The */15 * * * * Expression
*/15 * * * * fires four times per hour (at :00, :15, :30, and :45) for a total of 96 executions per day. The step syntax */15 divides the minute field range (0 to 59) into 15 unit steps starting at 0, yielding exactly four slots per hour that align with clock quarter hours.
This alignment is not coincidental. Quarter hour boundaries map directly to how humans read time and how many SLA windows are defined. A “15 minute check” is both machine efficient and human legible.
Why 15 Minutes Is a Goldilocks Interval
At the extremes, the tradeoffs are obvious: * * * * * runs too often for most jobs, 0 * * * * leaves an hour long gap. The interesting question is where in between the right default lies.
*/5 (12/hour, 288/day) is excellent for anything with a strict SLA or critical path, but it is 3x more expensive than */15 in terms of executions. */10 (6/hour) is a reasonable middle point. */15 wins as a default because:
- 96 runs/day is invisible in most resource budgets. Database connections, API calls, log lines. 96 per day rarely causes noise.

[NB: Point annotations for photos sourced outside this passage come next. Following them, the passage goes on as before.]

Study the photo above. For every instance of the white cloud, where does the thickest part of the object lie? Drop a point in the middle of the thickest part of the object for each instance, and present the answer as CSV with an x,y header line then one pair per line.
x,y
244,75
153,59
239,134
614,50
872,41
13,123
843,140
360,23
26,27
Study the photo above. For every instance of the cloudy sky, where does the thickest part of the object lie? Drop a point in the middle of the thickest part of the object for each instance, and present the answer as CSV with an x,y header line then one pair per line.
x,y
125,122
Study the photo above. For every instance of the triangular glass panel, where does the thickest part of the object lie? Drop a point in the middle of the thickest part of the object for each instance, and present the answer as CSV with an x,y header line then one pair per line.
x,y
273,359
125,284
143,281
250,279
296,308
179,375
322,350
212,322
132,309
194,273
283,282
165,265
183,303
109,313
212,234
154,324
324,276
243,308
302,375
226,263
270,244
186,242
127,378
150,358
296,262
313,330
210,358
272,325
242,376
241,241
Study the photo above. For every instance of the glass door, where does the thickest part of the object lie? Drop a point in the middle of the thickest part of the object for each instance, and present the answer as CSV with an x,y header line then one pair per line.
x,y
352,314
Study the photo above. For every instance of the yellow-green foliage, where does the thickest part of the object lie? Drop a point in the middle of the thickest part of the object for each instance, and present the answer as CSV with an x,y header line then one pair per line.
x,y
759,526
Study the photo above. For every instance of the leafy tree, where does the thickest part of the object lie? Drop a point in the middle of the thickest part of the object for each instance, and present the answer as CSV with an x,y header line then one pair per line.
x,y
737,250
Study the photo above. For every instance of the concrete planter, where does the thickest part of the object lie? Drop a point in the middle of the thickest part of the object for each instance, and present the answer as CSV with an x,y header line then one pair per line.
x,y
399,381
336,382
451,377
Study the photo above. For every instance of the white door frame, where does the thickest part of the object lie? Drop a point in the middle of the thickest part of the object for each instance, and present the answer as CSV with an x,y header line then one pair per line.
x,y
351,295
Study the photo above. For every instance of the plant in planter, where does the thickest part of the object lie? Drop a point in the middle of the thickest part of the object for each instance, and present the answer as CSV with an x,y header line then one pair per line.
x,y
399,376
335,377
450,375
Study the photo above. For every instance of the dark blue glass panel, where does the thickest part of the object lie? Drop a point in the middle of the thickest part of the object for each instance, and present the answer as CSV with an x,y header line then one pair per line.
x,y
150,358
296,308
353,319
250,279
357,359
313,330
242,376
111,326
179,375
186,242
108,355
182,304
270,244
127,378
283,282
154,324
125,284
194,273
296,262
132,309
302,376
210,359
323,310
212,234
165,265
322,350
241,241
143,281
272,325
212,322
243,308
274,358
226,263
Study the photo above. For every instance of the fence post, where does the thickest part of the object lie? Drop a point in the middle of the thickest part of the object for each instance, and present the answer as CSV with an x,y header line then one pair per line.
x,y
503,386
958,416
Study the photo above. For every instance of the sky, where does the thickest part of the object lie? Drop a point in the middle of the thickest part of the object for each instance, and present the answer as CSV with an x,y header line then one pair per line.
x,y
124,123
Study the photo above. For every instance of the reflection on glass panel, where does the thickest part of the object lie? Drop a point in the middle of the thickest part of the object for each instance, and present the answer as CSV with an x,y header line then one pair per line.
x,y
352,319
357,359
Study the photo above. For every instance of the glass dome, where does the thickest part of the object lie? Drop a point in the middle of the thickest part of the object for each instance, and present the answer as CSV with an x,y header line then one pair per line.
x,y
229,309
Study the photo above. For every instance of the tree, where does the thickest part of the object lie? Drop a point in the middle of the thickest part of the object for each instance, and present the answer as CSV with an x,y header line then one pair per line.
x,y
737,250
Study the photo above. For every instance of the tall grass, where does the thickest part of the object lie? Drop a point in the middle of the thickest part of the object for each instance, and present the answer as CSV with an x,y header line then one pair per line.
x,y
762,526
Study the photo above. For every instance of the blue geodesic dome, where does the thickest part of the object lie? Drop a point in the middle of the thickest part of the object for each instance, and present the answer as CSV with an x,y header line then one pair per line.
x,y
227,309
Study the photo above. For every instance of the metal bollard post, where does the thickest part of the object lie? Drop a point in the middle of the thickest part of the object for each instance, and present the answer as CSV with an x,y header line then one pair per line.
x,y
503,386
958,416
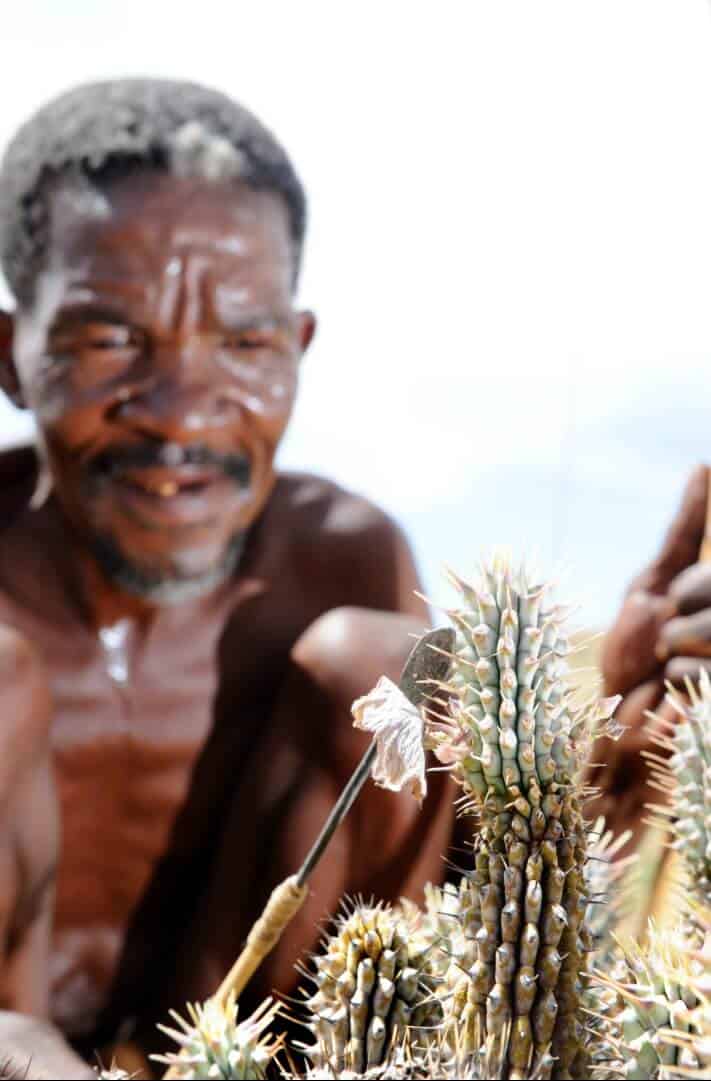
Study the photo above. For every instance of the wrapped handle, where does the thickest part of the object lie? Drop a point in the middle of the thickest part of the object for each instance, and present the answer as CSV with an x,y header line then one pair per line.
x,y
284,903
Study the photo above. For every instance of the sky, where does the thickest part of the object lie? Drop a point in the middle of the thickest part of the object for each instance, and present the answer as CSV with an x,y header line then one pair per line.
x,y
509,250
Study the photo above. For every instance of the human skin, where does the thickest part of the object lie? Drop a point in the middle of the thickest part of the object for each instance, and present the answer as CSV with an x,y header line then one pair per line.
x,y
189,788
662,634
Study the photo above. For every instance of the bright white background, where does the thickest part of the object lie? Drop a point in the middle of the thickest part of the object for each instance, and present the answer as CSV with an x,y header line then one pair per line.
x,y
510,247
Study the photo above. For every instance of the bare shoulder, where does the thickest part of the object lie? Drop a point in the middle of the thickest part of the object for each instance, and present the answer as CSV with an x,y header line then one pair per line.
x,y
348,649
25,710
17,478
337,533
309,499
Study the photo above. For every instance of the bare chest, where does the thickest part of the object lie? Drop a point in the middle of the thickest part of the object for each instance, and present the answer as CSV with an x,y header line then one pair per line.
x,y
128,729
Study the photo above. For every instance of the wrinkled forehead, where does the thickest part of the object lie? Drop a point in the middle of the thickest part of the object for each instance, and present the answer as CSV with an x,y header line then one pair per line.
x,y
137,229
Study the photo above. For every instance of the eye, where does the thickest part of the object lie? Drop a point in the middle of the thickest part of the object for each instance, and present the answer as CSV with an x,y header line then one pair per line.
x,y
96,337
105,336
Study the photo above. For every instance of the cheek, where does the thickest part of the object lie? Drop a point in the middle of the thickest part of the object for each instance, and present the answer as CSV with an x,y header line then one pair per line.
x,y
266,392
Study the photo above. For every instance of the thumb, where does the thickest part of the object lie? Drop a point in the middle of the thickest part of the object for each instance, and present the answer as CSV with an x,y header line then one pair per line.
x,y
629,651
683,538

- The 15 minute detection window is acceptable for most noncritical background work. If a sync fails, it retries within 15 minutes. If a metric goes stale, it refreshes within 15 minutes.

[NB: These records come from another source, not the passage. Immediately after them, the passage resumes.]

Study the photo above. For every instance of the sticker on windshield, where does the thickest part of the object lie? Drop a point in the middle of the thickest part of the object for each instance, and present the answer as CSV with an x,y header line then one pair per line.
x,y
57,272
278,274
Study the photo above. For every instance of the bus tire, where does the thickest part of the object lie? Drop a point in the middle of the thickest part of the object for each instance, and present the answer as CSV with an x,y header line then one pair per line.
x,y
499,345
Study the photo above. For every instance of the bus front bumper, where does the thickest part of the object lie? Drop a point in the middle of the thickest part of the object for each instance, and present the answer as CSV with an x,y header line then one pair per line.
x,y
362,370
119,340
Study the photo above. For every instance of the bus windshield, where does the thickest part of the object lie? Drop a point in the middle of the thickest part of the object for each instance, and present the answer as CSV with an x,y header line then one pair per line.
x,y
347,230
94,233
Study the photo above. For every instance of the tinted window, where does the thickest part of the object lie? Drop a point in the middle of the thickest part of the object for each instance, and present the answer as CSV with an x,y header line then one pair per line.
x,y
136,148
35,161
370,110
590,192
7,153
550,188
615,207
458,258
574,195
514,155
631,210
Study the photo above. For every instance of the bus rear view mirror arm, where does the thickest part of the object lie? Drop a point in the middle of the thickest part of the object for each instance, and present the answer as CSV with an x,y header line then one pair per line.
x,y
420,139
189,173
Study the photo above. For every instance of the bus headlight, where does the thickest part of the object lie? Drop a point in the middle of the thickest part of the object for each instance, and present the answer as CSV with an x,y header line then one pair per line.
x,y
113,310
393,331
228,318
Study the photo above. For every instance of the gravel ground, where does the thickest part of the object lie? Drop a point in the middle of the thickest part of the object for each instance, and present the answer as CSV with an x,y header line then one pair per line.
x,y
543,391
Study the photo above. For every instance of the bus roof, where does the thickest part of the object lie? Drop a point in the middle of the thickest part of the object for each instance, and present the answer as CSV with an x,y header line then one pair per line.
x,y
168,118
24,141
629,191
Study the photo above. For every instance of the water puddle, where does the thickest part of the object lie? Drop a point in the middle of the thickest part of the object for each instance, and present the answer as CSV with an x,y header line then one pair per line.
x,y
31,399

- Quarter hour alignment makes log inspection easy. When debugging, filtering logs to the last 15 minute window is intuitive.
Practical Use Cases
Kubernetes CronJobs for internal tasks
K8s CronJob documentation uses */15 as a standard example interval. For periodic cleanup tasks, cache invalidation, or internal health reporting that does not need sub 5 minute freshness, */15 is a reliable default.
CI pipeline scheduled checks
Nightly builds are common but some teams also run a light “smoke test” CronJob on the deploy that fires every 15 minutes. It catches regressions faster than a nightly without the cost of a per commit full suite.
SLA compliance checks
If your SLA window is measured in hours, a 15 minute interval gives you four data points per hour, enough to detect and alert on a breach before the window closes, without generating excessive alert noise.
Data pipeline polling
For ETL pipelines that read from a source system and write to a warehouse, 15 minutes is often the right cadence when the source updates on a similar schedule. Check the source’s update frequency before choosing your interval.
Combining with Hour and Day Restrictions
The power of */15 is how cleanly it combines with other field constraints:
*/15 9-17 * * 1-5 # every 15 min, 9 AM to 5 PM, weekdays only
*/15 * * * 1-5 # every 15 min, 24h, weekdays only
0,15,30,45 8,12,16 * * * # three times a day, on the quarter-hour
*/15 0-6 * * * # every 15 min, overnight hours only (off-peak)
The last example is useful for batch jobs that you want to run frequently but only when the system is lightly loaded: overnight processing windows, off peak data migrations, or jobs that would contend with daytime traffic.
Comparison Table
| Expression | Fires/hour | Fires/day | Max detection lag |
|---|---|---|---|
*/5 * * * * | 12 | 288 | 5 min |
*/10 * * * * | 6 | 144 | 10 min |
*/15 * * * * | 4 | 96 | 15 min |
*/30 * * * * | 2 | 48 | 30 min |
0 * * * * | 1 | 24 | 60 min |
“Max detection lag” is the worst case time between a failure occurring and the next cron run that would detect it. For a 15 minute SLA requirement, */15 is the minimum interval. You need */5 or better to have any margin.
Verifying Execution Times
To see the next 8 execution times for */15 * * * * (two full hours):
from croniter import croniter
from datetime import datetime
cron = croniter("*/15 * * * *", datetime.now())
for _ in range(8):
print(cron.get_next(datetime))
On a system where the crontab is active, confirm the job is running at the expected times:
journalctl -u cron --since "1 hour ago" | grep myjob
You should see exactly 4 entries per hour. If you see fewer, the job may be failing silently. Check your script’s exit code and ensure cron has a valid MAILTO set so errors are reported.